Annette Gurley, CPS’ chief of teaching and learning, said the district is taking a more supportive approach for children who struggle in three key grades: third, sixth and eighth grades.
Since the state has changed its standardized test for elementary school students to reflect the new Common Core curriculum, Gurley said the district needed to change how it decides when children should be held back a grade — or how to help them be promoted to the next.
“Our focus is on support,” she said. “The goal is not to hold students back. The goal is to provide the supports for the students.”
The current two-tier model that considers statewide Illinois Standard Achievement scores and grades will morph into three tiers this school year and lean on a district-administered test. Previously, children who had a C or below in math or reading or both on their final report cards — whether they scored well or poorly on standardized tests — had to attend summer school. Going forward, some of those students will be promoted only if they pass a yet-to-be-redesigned summer school and a summer exit exam, and even then will only be “promoted with support,” Gurley said.
That means the children who struggled could get weekly intervention sessions during the longer school day or access to individualized instruction, including practice on computers, schools CEO Barbara Byrd-Bennett said. Some might need an extra adult in the classroom, she said. Some neighborhood schools that suffered deep budget cuts have reported laying off math specialists and reading coaches, but Byrd-Bennett said paying for the extra academic support has “not been a concern that’s been raised to us” by individual schools.

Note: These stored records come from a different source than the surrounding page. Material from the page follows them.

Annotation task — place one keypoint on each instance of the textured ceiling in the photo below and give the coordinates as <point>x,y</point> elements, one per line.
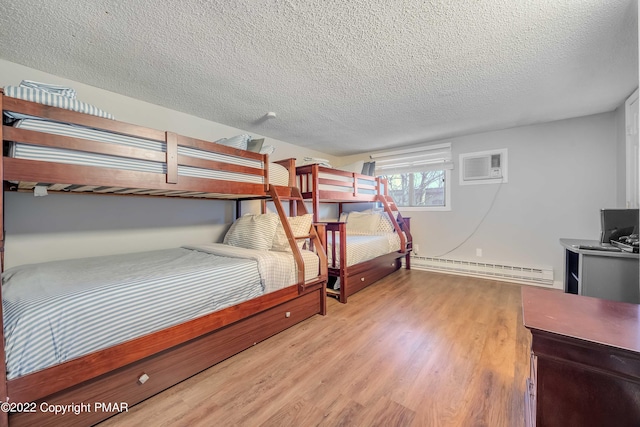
<point>344,77</point>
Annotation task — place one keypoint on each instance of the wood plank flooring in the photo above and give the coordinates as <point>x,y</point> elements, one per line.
<point>414,349</point>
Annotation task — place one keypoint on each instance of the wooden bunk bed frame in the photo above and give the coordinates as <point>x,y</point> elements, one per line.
<point>137,369</point>
<point>361,189</point>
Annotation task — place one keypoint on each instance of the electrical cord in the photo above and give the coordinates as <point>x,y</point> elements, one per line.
<point>495,196</point>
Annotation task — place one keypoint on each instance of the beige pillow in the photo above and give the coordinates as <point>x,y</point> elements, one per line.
<point>300,226</point>
<point>253,231</point>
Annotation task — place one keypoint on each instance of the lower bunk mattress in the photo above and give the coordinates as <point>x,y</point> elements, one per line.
<point>362,248</point>
<point>60,310</point>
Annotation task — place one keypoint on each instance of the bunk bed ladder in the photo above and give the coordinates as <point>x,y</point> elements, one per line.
<point>297,208</point>
<point>400,224</point>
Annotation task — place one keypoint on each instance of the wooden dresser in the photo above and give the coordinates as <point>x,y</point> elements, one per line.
<point>585,360</point>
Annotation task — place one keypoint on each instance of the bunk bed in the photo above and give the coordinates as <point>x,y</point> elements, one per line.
<point>386,244</point>
<point>163,165</point>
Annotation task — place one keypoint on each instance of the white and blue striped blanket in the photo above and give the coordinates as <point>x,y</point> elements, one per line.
<point>278,175</point>
<point>51,88</point>
<point>60,310</point>
<point>54,100</point>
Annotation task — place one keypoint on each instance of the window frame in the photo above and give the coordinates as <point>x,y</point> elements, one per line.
<point>447,196</point>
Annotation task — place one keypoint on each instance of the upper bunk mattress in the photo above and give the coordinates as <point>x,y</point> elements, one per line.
<point>278,174</point>
<point>57,311</point>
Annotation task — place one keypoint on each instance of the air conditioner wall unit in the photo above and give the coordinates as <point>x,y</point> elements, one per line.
<point>483,167</point>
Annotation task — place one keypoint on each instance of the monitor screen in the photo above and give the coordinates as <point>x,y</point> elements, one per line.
<point>615,223</point>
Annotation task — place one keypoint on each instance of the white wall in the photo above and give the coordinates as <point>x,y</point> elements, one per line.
<point>69,226</point>
<point>560,175</point>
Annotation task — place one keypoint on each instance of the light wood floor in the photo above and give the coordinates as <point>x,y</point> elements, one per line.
<point>414,349</point>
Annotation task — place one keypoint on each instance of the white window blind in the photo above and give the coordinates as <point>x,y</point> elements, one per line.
<point>419,159</point>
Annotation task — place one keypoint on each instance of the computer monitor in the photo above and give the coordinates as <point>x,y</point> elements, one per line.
<point>615,223</point>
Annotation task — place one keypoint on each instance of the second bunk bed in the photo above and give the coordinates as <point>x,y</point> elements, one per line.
<point>140,323</point>
<point>362,247</point>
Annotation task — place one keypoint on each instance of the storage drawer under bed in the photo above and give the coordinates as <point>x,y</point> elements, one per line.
<point>171,366</point>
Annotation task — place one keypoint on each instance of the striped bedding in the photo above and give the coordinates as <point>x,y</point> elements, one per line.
<point>54,100</point>
<point>278,174</point>
<point>57,311</point>
<point>362,248</point>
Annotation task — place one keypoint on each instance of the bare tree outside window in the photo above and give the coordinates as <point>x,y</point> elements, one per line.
<point>418,188</point>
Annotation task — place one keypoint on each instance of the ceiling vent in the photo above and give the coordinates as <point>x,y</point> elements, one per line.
<point>484,167</point>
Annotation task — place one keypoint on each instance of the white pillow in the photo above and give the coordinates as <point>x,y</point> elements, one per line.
<point>253,231</point>
<point>355,167</point>
<point>362,222</point>
<point>300,226</point>
<point>238,141</point>
<point>267,149</point>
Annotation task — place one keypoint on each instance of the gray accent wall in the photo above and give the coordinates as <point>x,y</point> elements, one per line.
<point>61,226</point>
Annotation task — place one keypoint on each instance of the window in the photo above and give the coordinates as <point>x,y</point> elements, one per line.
<point>418,178</point>
<point>418,189</point>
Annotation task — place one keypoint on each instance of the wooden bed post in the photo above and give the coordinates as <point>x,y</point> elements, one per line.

Rather than using the first 30 questions of the state-required ISAT known as SAT10, the district will look at a more difficult test given districtwide twice a year to third- to eighth-graders — the Northwest Evaluation Association Measure of Academic Progress.
Comparing the test used last year, CPS said 4,683 students tested at or below the 24th percentile, the cutoff it used to consider children for summer school. Similarly, using the more difficult test, about 7,200 students tested at or below the 10th percentile, according to the district.
“There will be differences in the number of students who will be promoted,” Gurley said. “We don’t know quite what that looks like.”
At the end of the 2012-13 school year, 13,980 students were supposed to go to summer school; 11,095 of them passed. The other 2,885 students were held back a grade because they didn’t show up or didn’t pass the course, according to CPS. Anyone who doesn’t show up is automatically retained.
CPS has to inform parents how their children may be promoted by the first report card pickup day, which this year falls on Nov. 12. That means the Board of Education will have to approve promotion policy at its next meeting on Oct. 23.